The final case in which Justice Powell asserted his intellectual opposition to SEC policy was Carpenter v. United States.(42) Carpenter involved R. Foster Winans, a reporter for The Wall Street Journal, who worked on "Heard on the Street," a financial news column. He would pass information to David Carpenter, who would then pass it along to Kenneth Felis, a stockbroker. Based on the information which would appear in the next day's column, Felis would buy or sell stock in the affected companies. The defendants used the non-public information, which the newspaper considered its property, to net $690,000 from the scheme.
At the lower court level, the SEC successfully argued that the civil liability of the defendants rested on their misappropriation of the information that they had shared with others, who used it to make profitable stock sales. After their criminal convictions of violating several federal criminal statutes and of violating insider trading rules on the basis of the misappropriation theory, the defendants appealed to the Supreme Court.

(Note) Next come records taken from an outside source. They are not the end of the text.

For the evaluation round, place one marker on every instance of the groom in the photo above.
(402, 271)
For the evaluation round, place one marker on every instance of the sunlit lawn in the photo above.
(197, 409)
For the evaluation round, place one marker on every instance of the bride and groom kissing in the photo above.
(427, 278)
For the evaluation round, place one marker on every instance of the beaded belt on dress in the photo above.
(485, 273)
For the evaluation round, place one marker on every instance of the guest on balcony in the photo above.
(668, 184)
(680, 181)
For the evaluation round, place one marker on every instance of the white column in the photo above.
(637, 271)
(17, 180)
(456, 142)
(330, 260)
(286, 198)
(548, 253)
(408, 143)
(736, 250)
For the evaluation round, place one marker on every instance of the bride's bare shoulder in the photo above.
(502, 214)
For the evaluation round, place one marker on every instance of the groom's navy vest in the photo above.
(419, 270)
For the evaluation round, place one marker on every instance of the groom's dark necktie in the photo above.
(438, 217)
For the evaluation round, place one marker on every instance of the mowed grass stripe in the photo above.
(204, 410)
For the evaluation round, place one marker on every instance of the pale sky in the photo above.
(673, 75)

After an initial denial of certiorari, Justice Powell, who badly wanted to hear the case in order to reject the misappropriation theory once and for all, wrote a draft dissent from the Supreme Court's denial of certiorari which he circulated among the Justices. Powell argued that Carpenter's conduct was not illegal because, under his theory adopted in Chiarella, liability for failure to disclose material information about a transaction under Rule 10b-5 arose only if premised on a relationship of trust and confidence between parties to that transaction. Powell insisted that the common law of fraud was the only basis of any liability Carpenter could be convicted of under the statute.
Since previous cases did not support the proposition that the fiduciary duty an individual owed to his employee could support an action under Rule 10b-5, Powell argued that Carpenter's conduct did not violate the law.(43) This argument swayed Chief Justice Rehnquist and Justice O'Connor to join the draft dissent and grant certiorari. However, before the case was argued, Justice Powell retired; without Powell, the Supreme Court eventually split 4-4 on whether the misappropriation theory was valid for imposing Rule 10b-5 liability. That issue would not be finally decided by the Supreme Court for another ten years.
Powell proved a formidable foil to SEC lawyers working for an expansive reading of their authority under Rule 10b-5. His pre-Court experience and clear understanding of securities and corporate law allowed him to influence his colleagues on the Supreme Court and to delay, at least for a decade, the expansive advancing theories that the SEC proposed for insider trading regulation. Ironically, the takeover and insider trading scandals of the 1980s posed a different but still substantial challenge to the SEC's interpretation of their authority to regulate insider trading.